G. Conner: Some notes on discontinuous homomorphisms, W. Hojka: Mapping the harmonic archipelago

Gregory Conner, Some notes on discontinuous homomorphisms.

Abstract: One of the more useful tricks in topology and group theory is to move between the two using the fundamental group functor. It's a surprising fact that while every group is the fundamental group of a space, not every homomorphism of groups is induced by continuous maps of spaces. We will start with some background on fundamental groups of complicated spaces and then discuss various results related to such ``inscrutable'' homomorphisms. In particular, these can’t come up in everyday life. If time permits we’ll discuss how this seemingly technical topic relates to classical abelian group theory and has significant implications towards modern attempts at understanding fundamental groups of wild spaces.

 

 

Wolfram Hojka, Mapping the harmonic archipelago

Abstract: The study of wild algebraic topology has in the last decade seen an increased interest in two or higher dimensional spaces where nontrivial loops can be homotoped arbitrarily close to a point. The harmonic archipelago is a standard example with this property.

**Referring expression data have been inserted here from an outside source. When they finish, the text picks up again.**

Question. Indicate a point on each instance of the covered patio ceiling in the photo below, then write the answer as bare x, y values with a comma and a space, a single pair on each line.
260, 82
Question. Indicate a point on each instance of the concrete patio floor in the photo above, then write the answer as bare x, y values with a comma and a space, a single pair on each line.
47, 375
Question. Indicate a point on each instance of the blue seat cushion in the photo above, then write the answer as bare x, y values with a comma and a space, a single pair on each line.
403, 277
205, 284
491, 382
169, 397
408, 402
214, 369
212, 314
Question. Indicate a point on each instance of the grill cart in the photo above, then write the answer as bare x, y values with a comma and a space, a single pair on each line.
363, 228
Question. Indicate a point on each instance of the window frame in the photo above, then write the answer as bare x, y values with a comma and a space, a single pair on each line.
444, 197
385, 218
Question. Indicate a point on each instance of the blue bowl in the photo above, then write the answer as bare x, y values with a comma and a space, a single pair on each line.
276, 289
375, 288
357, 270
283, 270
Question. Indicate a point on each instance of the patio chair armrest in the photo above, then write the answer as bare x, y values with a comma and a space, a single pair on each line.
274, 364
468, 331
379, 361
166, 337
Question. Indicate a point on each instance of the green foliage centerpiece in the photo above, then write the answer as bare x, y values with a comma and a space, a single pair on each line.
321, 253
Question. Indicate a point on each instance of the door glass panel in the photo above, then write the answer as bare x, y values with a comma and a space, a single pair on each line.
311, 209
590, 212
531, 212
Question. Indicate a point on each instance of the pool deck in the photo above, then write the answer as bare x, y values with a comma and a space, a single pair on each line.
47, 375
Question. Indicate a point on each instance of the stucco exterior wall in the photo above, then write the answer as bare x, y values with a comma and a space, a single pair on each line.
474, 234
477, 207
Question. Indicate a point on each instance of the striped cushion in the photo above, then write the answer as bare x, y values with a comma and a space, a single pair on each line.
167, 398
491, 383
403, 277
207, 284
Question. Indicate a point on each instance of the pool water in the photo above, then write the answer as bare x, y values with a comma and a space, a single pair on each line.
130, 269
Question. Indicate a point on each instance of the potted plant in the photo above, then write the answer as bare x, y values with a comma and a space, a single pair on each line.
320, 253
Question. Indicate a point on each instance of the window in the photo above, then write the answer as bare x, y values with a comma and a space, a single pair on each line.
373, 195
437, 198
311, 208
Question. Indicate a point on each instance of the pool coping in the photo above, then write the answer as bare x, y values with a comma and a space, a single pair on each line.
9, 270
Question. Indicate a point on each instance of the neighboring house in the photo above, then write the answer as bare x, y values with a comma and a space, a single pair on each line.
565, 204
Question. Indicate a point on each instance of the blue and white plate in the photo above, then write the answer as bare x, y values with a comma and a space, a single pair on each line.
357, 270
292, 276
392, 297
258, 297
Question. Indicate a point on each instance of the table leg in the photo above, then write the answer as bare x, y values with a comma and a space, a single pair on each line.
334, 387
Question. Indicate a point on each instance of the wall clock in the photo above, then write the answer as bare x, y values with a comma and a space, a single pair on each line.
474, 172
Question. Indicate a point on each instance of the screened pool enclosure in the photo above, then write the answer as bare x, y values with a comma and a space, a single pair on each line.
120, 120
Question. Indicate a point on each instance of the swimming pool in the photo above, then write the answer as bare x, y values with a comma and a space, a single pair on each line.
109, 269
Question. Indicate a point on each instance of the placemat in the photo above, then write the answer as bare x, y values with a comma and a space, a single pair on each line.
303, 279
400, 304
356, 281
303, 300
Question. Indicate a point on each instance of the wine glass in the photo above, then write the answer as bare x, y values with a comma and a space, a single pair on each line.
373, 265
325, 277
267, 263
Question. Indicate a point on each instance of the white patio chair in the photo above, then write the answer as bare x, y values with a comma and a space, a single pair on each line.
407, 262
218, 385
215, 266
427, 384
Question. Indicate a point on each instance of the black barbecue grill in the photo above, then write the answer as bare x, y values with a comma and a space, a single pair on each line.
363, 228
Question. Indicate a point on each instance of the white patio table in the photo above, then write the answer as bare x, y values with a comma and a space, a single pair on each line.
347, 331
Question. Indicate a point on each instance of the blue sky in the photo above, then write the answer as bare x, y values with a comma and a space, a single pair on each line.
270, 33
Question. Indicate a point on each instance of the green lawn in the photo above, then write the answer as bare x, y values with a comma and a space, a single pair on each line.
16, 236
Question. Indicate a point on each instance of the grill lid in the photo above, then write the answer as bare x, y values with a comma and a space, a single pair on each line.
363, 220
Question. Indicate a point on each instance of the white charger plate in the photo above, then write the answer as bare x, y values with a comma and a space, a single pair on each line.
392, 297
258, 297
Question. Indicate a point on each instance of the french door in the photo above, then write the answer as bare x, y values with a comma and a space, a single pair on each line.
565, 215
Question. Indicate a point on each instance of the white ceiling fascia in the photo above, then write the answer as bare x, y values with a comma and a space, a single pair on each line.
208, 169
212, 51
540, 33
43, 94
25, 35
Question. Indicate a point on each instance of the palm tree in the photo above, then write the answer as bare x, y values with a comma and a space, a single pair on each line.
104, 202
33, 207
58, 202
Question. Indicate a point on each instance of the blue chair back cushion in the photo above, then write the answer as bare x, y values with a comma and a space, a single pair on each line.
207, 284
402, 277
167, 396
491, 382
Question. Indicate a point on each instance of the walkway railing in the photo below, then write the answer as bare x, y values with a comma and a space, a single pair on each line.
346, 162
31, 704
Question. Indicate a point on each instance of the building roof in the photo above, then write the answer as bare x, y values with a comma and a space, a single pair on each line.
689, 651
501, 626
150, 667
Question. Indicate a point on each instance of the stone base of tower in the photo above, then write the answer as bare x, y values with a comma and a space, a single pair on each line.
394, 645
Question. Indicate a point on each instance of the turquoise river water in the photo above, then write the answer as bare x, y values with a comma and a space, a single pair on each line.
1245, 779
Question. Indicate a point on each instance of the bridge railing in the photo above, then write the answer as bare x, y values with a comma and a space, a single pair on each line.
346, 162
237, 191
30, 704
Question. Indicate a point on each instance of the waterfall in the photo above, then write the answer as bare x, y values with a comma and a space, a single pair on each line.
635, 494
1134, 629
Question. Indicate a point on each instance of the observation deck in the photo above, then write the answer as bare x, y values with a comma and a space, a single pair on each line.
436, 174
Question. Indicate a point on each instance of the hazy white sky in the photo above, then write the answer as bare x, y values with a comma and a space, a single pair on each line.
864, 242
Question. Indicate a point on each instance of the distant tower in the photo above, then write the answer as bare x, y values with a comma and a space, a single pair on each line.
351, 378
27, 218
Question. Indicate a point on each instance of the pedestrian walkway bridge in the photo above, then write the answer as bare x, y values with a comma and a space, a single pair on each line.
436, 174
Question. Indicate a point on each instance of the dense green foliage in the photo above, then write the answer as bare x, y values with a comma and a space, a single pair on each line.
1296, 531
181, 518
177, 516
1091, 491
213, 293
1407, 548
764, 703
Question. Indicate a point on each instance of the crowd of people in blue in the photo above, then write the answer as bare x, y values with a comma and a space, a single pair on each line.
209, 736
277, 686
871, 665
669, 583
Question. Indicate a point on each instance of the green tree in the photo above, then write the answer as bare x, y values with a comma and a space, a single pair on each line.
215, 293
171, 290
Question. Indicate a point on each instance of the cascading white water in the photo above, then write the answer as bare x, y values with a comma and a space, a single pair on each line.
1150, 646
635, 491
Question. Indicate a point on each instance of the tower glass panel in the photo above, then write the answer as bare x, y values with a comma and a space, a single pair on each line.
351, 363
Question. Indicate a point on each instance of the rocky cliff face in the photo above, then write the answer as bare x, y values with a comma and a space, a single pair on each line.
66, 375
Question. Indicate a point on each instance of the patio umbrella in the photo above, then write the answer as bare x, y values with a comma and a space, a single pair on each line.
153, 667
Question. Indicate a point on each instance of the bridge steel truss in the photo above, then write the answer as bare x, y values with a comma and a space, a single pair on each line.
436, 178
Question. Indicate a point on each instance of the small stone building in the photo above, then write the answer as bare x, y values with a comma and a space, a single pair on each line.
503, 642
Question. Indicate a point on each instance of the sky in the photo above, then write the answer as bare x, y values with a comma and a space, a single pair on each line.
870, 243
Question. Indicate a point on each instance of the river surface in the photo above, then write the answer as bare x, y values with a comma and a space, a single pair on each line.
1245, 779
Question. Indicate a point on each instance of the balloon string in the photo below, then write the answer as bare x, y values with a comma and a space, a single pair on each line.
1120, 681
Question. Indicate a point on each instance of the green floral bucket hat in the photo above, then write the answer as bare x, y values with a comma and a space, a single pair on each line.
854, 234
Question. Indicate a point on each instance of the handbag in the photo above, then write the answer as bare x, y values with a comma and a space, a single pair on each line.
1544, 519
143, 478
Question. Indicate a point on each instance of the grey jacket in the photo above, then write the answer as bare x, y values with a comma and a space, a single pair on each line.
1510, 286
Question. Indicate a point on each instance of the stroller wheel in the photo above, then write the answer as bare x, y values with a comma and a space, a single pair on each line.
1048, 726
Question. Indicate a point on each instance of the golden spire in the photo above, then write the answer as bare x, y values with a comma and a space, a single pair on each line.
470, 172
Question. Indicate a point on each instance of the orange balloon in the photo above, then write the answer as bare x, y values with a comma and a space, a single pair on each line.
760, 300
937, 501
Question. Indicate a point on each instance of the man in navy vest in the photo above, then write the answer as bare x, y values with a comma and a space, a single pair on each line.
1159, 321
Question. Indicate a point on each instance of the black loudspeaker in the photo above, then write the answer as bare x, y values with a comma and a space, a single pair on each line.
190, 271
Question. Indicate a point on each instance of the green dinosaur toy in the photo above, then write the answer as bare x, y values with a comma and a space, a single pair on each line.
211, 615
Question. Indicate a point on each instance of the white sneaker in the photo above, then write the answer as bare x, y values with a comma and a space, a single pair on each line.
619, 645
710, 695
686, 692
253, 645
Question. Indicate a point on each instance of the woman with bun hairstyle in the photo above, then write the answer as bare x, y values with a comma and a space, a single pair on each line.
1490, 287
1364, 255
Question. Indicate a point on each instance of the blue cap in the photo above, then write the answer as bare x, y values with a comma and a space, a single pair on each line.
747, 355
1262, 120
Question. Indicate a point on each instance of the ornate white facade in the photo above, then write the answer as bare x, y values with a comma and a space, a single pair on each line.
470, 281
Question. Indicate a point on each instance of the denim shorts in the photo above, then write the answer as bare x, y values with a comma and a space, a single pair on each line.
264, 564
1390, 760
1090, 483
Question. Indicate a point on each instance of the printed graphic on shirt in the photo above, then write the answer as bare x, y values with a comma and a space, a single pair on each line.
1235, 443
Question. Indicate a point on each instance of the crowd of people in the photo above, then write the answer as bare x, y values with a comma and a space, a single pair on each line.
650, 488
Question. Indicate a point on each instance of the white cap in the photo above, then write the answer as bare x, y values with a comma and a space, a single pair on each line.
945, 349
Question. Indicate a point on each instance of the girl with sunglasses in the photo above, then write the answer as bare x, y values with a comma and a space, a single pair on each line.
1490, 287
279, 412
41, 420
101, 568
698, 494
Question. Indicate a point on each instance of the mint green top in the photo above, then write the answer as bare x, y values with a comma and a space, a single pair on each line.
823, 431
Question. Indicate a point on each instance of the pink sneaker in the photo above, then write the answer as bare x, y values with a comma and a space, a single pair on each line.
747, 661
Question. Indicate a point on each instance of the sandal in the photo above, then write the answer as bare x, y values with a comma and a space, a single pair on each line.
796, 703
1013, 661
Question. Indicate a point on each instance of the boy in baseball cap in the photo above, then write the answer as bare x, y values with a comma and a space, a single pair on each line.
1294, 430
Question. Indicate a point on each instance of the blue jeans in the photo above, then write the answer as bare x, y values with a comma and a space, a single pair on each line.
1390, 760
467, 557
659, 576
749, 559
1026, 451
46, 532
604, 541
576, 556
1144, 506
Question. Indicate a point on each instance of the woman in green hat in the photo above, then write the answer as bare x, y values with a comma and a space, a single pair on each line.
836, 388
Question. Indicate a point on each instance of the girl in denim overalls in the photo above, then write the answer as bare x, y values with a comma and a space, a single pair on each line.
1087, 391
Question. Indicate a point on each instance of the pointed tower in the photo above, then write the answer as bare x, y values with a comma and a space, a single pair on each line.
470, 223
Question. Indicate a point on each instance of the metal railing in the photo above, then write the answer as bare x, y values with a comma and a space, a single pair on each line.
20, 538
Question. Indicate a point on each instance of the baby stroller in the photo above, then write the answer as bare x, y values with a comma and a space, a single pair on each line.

The space is homeomorphic to a disc but for a single point and can be described as the reduced suspension of the graph of the topologist's sine curve y = sin(1/x).

The fundamental group of this space has peculiar mapping properties. For example, every countable locally free group embeds in G as a subgroup (hence so does the fundamental group of the complement of Alexander's horned cell!). In turn, every separable profinite group is an epimorphic image, as is every cotorsion group of at most continuum cardinality.